Biology department sponsors discussion on human genome
At a discussion held Tuesday entitled "Human Genome
Discoveries: Emerging Issues in Patent Law and Human Genetics," Kevin
M. Farrell, J.D., a patent attorney, presented an overview of the issues
involved in applying patent law to biotechnology, and Judith E. Tsipis,
Ph.D., a professor of genetic counseling, focused on problematic aspects
of patent protection within the practice of clinical genetics. Farrell
and Tsipis are both experts in patents, biotechnology, and human genetics.
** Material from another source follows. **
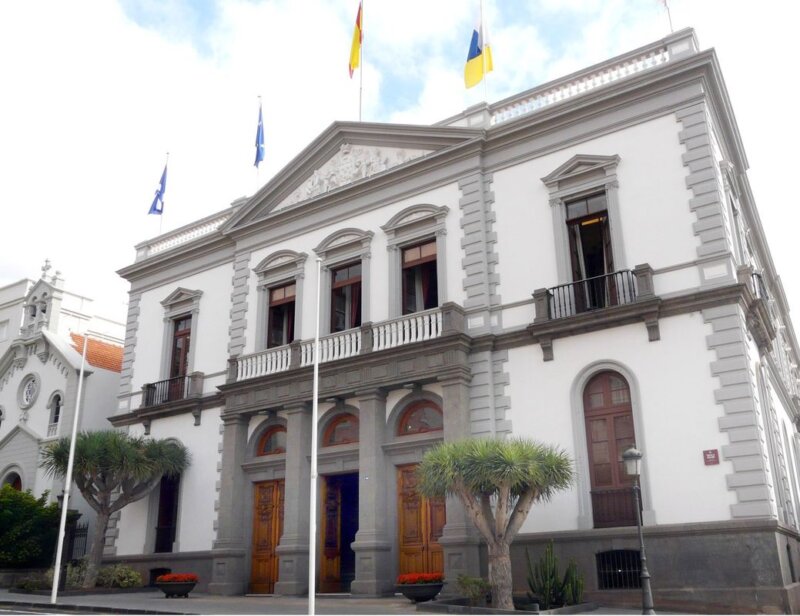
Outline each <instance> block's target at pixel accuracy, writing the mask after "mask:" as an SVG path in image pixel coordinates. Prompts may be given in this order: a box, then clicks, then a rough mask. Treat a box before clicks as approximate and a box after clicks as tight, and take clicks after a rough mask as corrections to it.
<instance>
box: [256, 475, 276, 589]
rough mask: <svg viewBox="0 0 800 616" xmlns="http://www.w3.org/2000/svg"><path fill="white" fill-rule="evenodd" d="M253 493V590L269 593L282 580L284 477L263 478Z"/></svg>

The discussion was part of a semester-long symposium sponsored by the
Department of Biology.
The next event will be today's Common Hour Lecture, at 12:30
p.m. in Kresge Auditorium, which will feature Donald Orlic, Ph.D., a stem
Dr. Orlic is an associate investigator at the National Human
Genome Research Institute, NIH, who has focused his research for most
of the last decade on stem cell biology and techniques to purify stem
cells and improve their use in gene therapy. More recently, he has worked
in the area of adult stem cell plasticity.
Dr. Orlic received his B.S. degree from Fordham University
in 1959 and his Ph.D. in biology from New York University in 1966. He
then did postdoctoral research at The Institute for Cellular Pathology
in Paris, France and in the Department of Cell Biology and Anatomy at
Harvard Medical School. From 1969 until 1993 he served on the faculty
in the Department of Cell Biology and Anatomy at New York Medical College.
Dr. Orlic was appointed Special Expert for stem cell studies at NIH from 1993-1997. He received the National Human Genome Research Institute Merit Award in 2001, and was elected Fellow of the Academy 2001, New York Academy of Sciences. Dr. Orlic was the recipient of the 2001 Robert E. Stowell Lectureship, Department of Pathology, University of California, Davis, School of Medicine. His Common Hour talk will focus on stem cell repair of damaged heart tissue.